The opening scene of Follow Me shows the surfers jogging across the tarmac to board a TWA jetliner at a stark, primitive-looking Los Angeles International Airport. For today’s viewers, it’s an oh-my-gosh moment.
In a selfie-worthy moment, the three adventurers are each perched atop an elephant, being ferried across a river in Ceylon. Each elephant’s trunk cradles a surfboard.
When the trio arrives in India, Purvey, the story’s narrator, proclaims, “It’s really something that, with 4,000 miles of coastline, no one had ever surfed here before.”
There’s a Moroccan surf spot, aptly named The Camel Farm for the locals, encountered there. There are exuberant interactions with locals, such as McGinnis washing clothes by hand at a roadside with Portuguese ladies and the trio passing out Surf Corps stickers in Morocco.

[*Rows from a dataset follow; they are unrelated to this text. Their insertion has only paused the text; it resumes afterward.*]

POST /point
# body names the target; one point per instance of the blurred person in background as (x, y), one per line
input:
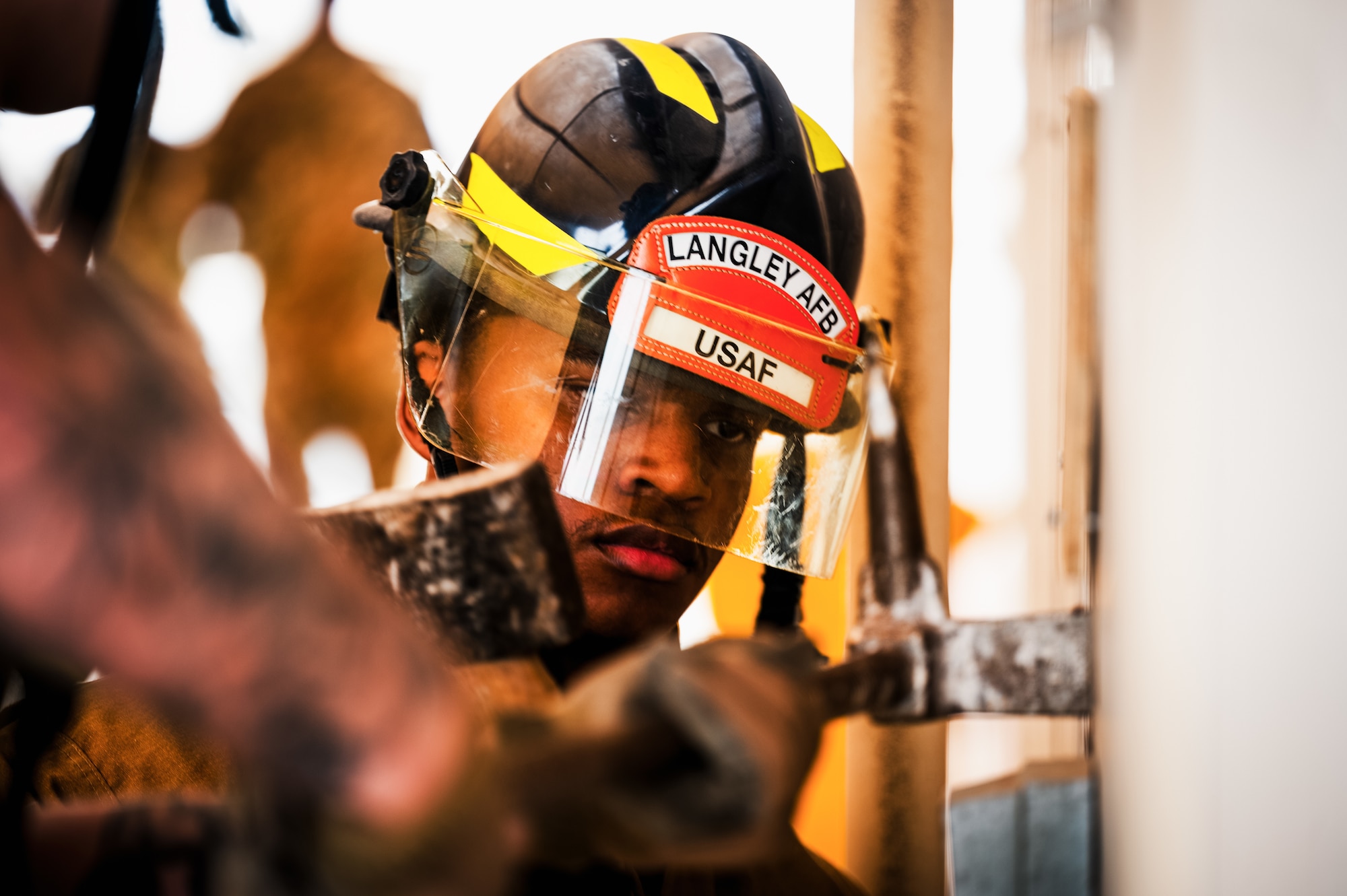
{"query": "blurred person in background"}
(640, 276)
(139, 540)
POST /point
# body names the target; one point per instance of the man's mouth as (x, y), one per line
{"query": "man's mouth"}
(649, 553)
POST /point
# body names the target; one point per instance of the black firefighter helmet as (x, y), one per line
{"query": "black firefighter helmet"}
(639, 223)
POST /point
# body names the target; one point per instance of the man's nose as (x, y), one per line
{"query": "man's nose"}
(667, 459)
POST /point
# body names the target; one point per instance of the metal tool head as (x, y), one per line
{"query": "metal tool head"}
(480, 559)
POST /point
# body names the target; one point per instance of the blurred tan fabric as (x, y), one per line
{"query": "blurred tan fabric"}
(117, 747)
(298, 149)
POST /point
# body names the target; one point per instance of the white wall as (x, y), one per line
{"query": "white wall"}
(1224, 602)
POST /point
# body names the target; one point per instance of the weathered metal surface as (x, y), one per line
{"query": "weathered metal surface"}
(1030, 835)
(1037, 665)
(480, 559)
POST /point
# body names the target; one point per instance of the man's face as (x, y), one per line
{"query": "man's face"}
(677, 456)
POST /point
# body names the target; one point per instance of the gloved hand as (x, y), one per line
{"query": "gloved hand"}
(697, 757)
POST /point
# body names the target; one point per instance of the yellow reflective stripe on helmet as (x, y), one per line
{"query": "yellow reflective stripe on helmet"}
(826, 153)
(673, 75)
(494, 198)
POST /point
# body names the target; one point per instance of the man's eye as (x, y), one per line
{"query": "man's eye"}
(728, 431)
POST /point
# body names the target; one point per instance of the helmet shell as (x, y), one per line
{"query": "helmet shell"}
(589, 140)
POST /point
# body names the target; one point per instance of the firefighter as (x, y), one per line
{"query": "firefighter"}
(137, 537)
(640, 276)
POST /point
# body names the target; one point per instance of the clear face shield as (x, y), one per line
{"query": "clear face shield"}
(717, 415)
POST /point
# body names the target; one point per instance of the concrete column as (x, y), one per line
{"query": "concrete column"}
(903, 153)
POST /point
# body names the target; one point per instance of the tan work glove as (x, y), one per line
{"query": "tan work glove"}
(696, 758)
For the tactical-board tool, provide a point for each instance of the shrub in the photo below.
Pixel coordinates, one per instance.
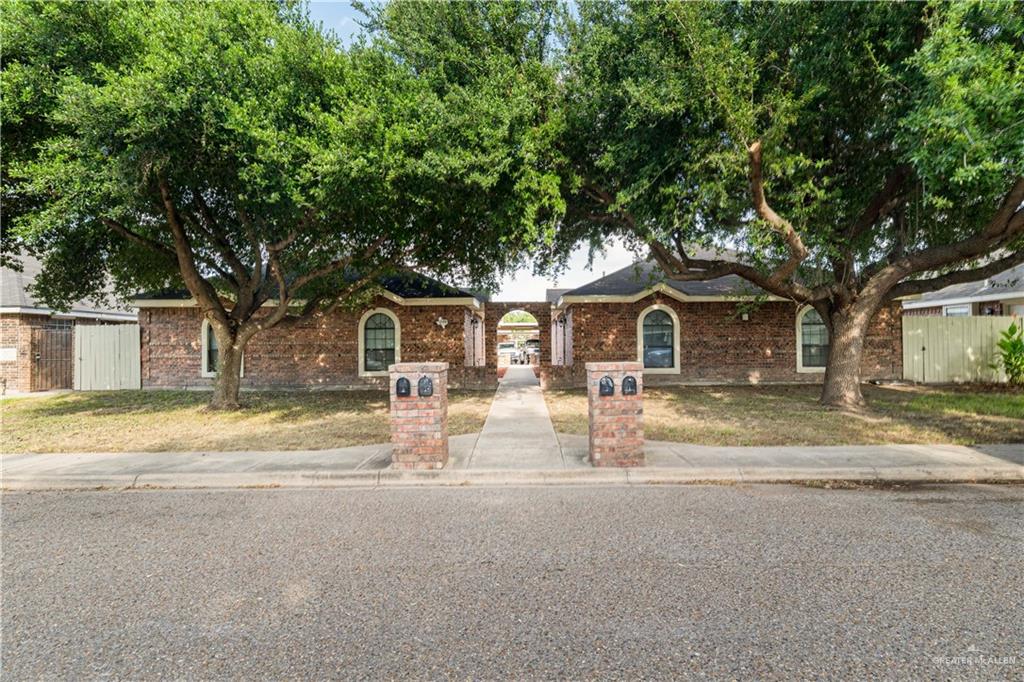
(1011, 353)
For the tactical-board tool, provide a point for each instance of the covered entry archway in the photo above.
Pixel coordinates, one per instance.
(541, 310)
(518, 339)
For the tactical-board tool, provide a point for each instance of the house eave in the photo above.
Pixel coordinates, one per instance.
(78, 314)
(192, 302)
(980, 298)
(662, 288)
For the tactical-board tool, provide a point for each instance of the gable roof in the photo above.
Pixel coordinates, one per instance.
(1009, 284)
(552, 295)
(643, 278)
(14, 295)
(400, 286)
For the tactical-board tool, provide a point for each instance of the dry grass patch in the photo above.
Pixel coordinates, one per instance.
(791, 416)
(158, 421)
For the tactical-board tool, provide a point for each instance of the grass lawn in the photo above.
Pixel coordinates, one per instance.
(791, 416)
(133, 421)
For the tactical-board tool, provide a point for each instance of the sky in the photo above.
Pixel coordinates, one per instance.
(523, 285)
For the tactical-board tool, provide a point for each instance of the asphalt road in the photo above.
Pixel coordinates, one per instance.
(738, 583)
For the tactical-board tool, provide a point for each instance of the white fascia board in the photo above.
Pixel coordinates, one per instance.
(85, 314)
(663, 289)
(939, 302)
(190, 302)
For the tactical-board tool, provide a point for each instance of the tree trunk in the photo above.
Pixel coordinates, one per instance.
(846, 349)
(229, 352)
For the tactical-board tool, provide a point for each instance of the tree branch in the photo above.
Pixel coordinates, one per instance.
(223, 248)
(798, 252)
(135, 238)
(200, 288)
(883, 202)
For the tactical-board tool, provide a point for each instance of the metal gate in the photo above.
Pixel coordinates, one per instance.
(52, 361)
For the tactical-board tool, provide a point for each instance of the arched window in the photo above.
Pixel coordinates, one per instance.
(657, 340)
(812, 341)
(380, 337)
(211, 351)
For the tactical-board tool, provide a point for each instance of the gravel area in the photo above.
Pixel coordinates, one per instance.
(724, 582)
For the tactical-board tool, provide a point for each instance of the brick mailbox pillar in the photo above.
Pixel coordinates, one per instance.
(419, 415)
(615, 412)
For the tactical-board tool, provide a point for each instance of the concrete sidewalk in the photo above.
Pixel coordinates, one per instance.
(369, 466)
(517, 433)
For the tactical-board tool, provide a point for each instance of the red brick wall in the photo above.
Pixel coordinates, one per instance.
(716, 345)
(419, 423)
(933, 310)
(323, 352)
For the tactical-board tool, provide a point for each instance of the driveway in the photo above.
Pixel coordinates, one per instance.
(723, 582)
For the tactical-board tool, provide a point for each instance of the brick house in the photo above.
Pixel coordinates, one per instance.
(37, 343)
(722, 331)
(719, 331)
(998, 295)
(414, 320)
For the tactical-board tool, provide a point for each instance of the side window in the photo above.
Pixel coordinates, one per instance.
(812, 338)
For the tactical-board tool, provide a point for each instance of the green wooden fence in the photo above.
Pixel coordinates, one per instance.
(941, 350)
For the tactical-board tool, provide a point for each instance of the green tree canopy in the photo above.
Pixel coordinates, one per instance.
(851, 153)
(233, 148)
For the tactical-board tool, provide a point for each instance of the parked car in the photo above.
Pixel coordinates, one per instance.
(532, 351)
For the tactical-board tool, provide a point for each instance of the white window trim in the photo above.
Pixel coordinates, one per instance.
(800, 344)
(967, 306)
(363, 341)
(675, 339)
(204, 370)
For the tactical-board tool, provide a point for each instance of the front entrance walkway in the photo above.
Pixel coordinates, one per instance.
(518, 433)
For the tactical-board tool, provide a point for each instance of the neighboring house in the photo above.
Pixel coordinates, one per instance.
(37, 343)
(999, 295)
(722, 331)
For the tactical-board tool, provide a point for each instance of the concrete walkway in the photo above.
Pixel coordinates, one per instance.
(518, 433)
(369, 466)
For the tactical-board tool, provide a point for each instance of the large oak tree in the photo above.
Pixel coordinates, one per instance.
(851, 153)
(235, 148)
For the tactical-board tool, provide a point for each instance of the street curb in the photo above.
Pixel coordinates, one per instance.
(504, 477)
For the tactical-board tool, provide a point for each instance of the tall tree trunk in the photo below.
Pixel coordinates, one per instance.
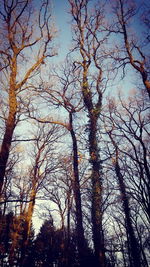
(96, 176)
(10, 124)
(133, 244)
(77, 196)
(134, 250)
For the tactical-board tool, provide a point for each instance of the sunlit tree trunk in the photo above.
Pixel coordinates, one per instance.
(77, 196)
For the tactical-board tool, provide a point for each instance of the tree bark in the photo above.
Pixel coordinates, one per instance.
(77, 196)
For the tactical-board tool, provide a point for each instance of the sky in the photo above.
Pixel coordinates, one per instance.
(62, 18)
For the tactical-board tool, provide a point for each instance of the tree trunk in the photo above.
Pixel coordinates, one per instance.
(133, 244)
(10, 124)
(77, 196)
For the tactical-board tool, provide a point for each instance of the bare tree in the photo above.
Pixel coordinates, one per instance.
(89, 39)
(135, 49)
(23, 30)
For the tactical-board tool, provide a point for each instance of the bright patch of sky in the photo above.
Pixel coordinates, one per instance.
(63, 21)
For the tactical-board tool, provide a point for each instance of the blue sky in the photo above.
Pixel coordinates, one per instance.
(62, 18)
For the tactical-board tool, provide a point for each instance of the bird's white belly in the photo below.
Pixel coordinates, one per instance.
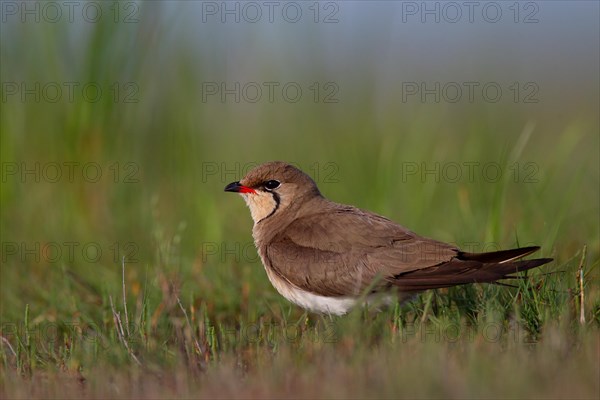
(310, 301)
(323, 304)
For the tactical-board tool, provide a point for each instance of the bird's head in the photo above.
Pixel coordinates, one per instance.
(273, 188)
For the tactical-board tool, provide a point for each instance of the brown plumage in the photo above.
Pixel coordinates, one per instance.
(323, 255)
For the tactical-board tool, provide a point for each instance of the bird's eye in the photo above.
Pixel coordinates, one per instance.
(270, 185)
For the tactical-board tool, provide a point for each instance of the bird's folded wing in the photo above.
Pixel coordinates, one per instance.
(344, 251)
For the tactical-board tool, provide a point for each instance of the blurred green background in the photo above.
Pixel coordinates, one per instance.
(152, 150)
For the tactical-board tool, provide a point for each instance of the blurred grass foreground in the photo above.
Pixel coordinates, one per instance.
(126, 272)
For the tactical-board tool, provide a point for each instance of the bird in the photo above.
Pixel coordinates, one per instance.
(328, 257)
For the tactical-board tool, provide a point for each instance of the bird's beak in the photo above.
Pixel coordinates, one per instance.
(238, 188)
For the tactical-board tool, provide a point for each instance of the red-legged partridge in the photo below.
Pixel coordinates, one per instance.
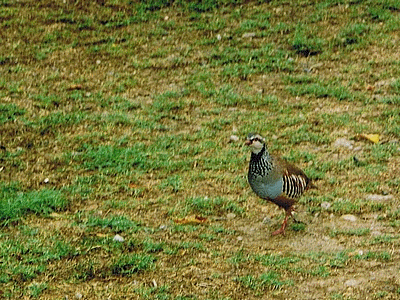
(274, 179)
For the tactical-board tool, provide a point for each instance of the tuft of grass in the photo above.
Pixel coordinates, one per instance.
(130, 264)
(306, 43)
(10, 112)
(15, 203)
(209, 206)
(269, 280)
(115, 223)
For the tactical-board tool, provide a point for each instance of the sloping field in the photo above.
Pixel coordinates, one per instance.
(122, 158)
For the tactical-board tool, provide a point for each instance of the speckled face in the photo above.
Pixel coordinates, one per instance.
(255, 142)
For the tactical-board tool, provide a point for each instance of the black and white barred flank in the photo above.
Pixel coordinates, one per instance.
(294, 185)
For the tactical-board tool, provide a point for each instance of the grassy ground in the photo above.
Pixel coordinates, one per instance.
(116, 118)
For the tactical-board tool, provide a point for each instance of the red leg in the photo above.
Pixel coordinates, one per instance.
(288, 213)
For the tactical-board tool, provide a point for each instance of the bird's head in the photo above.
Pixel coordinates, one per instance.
(255, 142)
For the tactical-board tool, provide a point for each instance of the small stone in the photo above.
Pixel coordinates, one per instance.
(162, 227)
(352, 282)
(78, 296)
(376, 233)
(350, 218)
(233, 138)
(267, 220)
(343, 143)
(118, 238)
(379, 198)
(326, 205)
(249, 34)
(231, 216)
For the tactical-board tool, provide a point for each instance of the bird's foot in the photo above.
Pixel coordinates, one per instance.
(282, 229)
(279, 231)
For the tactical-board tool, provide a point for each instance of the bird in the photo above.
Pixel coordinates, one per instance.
(274, 179)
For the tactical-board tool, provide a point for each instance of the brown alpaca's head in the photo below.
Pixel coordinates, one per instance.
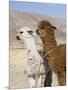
(45, 28)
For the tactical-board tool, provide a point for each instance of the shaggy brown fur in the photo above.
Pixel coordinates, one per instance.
(57, 57)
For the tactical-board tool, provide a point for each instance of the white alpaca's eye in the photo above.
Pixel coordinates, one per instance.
(21, 32)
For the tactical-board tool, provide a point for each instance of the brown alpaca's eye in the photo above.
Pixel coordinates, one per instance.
(21, 32)
(37, 31)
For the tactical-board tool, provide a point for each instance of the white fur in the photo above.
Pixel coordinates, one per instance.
(33, 57)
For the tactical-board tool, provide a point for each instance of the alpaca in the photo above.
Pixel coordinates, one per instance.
(56, 54)
(35, 67)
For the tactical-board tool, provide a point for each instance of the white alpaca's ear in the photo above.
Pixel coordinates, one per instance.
(53, 27)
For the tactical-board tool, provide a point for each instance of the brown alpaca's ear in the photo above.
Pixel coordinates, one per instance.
(53, 27)
(37, 32)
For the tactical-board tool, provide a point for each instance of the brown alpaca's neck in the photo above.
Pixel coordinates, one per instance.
(49, 43)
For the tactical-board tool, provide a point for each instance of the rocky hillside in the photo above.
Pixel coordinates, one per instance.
(19, 19)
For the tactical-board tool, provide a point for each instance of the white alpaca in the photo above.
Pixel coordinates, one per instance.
(35, 70)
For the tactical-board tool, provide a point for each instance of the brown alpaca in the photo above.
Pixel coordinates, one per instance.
(57, 56)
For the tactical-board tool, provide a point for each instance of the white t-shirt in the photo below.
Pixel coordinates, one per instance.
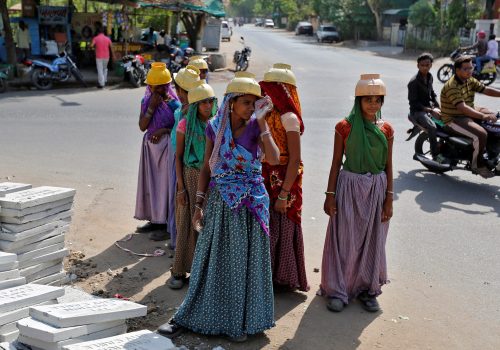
(492, 49)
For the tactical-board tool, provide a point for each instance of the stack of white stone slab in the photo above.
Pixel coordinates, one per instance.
(9, 272)
(140, 340)
(15, 303)
(51, 327)
(33, 223)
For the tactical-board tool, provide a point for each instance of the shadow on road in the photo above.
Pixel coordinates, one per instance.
(342, 329)
(437, 192)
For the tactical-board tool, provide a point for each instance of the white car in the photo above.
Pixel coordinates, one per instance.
(269, 23)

You wonder if that train in India still has a Surf Corps sticker plastered onto its side.
Wave Pool Innovators?
In Japan, the surfers visit what was then a new worldwide phenomenon, Tokyo Summerland, an intensely crowded indoor wave pool that could pump out one tiny mushburger after another.
“Of all the things we’d done, that was the wildest,” Purvey says.
Could these have been the first, or among the first, surfers to ride an artificial wave?
“A far cry from Kelly Slater’s,” Drummy remarked.
Tokyo Summerland was for bathers only, yet cleared the pool of paying customers to let the visiting surf celebrities put on a demo and try teaching a few locals to ride a wave.
The park still exists, more crowded than ever. Search YouTube for videos of Tokyo Summerland.

Circling the World
Could it be that Mary Lou Drummy was the sport’s first female to surf her way around the world? There can be no certainty, but it seems a pretty good bet.
Women’s surf history documentarian Sheri Crummer recalls that in the 1960s, women would fly to major competitions from different parts of the world, “but I don’t know of anyone who literally went around the world.”